The accessibility of Google’s YouTube video service looks set to improve thanks to the recent decision by the internet giant to abandon Adobe’s Flash technology in favour of the fifth and final version of the Hyper Text Markup Language, HTML5.

HTML 5 logo

In a recent blog post, YouTube Engineering Manager Richard Leider wrote that this was largely due to a maturing of HTML5—a core technology underpinning the web, and as at late 2014, an official Word Wide Web Consortium (W3C) Recommendation.

With a mature HTML5, YouTube was now able to improve its user experience through more consistent streaming and higher quality video—among other technical benefits. Importantly, the preference for HTML5 also has important implications for improved accessibility to the video streaming service for people with disabilities.

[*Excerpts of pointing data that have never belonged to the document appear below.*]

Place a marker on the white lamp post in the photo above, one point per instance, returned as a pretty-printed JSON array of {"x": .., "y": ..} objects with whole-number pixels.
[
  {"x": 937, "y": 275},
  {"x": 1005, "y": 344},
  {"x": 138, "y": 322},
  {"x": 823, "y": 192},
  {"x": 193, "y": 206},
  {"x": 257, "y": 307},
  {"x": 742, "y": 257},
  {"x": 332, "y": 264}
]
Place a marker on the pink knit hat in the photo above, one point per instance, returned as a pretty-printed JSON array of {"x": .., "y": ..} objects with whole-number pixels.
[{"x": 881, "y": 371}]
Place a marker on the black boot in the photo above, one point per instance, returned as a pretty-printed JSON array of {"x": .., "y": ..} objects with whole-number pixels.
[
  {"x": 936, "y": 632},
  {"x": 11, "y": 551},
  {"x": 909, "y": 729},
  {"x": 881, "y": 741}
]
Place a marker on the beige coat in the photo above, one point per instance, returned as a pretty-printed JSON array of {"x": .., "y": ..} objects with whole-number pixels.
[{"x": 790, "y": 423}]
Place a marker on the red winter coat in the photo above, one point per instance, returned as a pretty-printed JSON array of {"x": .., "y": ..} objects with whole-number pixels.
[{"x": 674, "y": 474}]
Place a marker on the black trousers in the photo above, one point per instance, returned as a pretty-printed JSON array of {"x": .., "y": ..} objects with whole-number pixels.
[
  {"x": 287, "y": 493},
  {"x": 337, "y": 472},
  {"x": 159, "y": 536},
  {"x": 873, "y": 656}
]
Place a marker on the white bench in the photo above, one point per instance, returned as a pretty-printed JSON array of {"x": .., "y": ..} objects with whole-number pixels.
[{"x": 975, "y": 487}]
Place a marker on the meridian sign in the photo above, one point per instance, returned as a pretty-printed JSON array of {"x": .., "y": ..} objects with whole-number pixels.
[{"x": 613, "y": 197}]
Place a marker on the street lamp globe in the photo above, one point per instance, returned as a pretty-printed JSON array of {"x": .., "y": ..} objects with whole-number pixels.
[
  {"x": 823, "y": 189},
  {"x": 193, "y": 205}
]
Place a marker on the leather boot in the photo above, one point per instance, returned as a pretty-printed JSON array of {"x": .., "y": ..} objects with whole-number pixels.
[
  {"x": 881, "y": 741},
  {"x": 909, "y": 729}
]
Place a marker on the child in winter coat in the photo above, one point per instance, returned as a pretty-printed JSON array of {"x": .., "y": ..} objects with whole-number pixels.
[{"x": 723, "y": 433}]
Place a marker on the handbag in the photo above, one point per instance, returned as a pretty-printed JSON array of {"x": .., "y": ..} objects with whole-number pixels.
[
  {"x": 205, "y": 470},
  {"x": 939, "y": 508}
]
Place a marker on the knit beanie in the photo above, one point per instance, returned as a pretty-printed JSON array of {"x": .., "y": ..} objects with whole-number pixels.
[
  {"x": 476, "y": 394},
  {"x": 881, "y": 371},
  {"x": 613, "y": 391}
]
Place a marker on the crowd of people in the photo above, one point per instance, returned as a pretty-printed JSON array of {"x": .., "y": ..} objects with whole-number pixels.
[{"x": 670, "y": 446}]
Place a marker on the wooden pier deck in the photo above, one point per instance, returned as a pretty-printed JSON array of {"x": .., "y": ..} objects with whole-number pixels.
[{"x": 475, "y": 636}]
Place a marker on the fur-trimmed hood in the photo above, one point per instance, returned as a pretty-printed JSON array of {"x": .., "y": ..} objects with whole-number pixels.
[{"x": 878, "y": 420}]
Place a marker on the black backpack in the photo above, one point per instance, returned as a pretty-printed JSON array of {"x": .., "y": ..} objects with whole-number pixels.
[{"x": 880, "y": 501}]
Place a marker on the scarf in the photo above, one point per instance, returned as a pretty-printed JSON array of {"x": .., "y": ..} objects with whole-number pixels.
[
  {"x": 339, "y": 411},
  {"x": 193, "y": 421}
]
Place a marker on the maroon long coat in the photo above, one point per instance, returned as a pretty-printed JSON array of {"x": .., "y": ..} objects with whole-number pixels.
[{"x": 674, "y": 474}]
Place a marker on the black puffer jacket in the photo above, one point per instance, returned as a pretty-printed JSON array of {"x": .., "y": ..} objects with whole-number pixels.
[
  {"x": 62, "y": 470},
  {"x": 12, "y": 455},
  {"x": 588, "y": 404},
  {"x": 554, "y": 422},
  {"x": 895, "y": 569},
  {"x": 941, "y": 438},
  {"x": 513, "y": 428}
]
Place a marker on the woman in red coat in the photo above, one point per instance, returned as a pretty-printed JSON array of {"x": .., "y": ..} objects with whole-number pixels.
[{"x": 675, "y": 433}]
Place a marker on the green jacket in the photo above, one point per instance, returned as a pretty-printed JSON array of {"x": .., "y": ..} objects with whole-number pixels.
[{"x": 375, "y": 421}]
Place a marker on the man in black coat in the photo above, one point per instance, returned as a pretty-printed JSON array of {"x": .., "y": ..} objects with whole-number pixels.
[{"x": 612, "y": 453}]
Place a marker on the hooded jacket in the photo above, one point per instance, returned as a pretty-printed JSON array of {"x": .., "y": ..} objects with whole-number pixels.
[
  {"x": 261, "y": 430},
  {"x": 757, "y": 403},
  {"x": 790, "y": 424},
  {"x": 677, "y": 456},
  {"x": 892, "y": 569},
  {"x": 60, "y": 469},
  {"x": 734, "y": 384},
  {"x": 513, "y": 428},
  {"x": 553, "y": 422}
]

As Media Access Australia’s resident web accessibility expert Dr Scott Hollier pointed out in the early days of HTML5’s development, one of the technology’s several accessibility gems is simplified captioning—good news for people with hearing impairments.

The exciting part about YouTube—among other HTML5 video initiatives—is that the technology has the potential to deliver easier caption implementation regardless of video format, providing scalability on different browsers and platforms, and the ability to tie the text better into assistive technologies.

HTML5 is also good news for people with vision impairments because it can make providing audio description (AD) services easier.

For example, with HTML 5 it’s possible to have a text file—a bit like a caption file—that has time-indexed descriptions. With a screen reader, these descriptions can be read out at set times, so providing a form of audio description to go with video content.

Being able to take this approach removes the need to embed AD in the video, meaning that you can have the one video source for both AD and non-AD content. That means the people most likely to need AD—screen reader users—will have better access.

HTML5 is also good news for people with cognitive-related impairments because it has the potential to make online video players themselves more accessible through more uniform and predictable interfaces.

For people with mobility impairments, interfaces using HTML5 are more likely to be navigable using keyboard-only controls or through assistive technology—such as mouthsticks—that rely on keyboard controls.

Google through YouTube is not the only organisation to move toward accessible media players. For example, Canada’s AMI has launched its own accessible media player and payments provider PayPal has used HTML5 to make its media player accessible.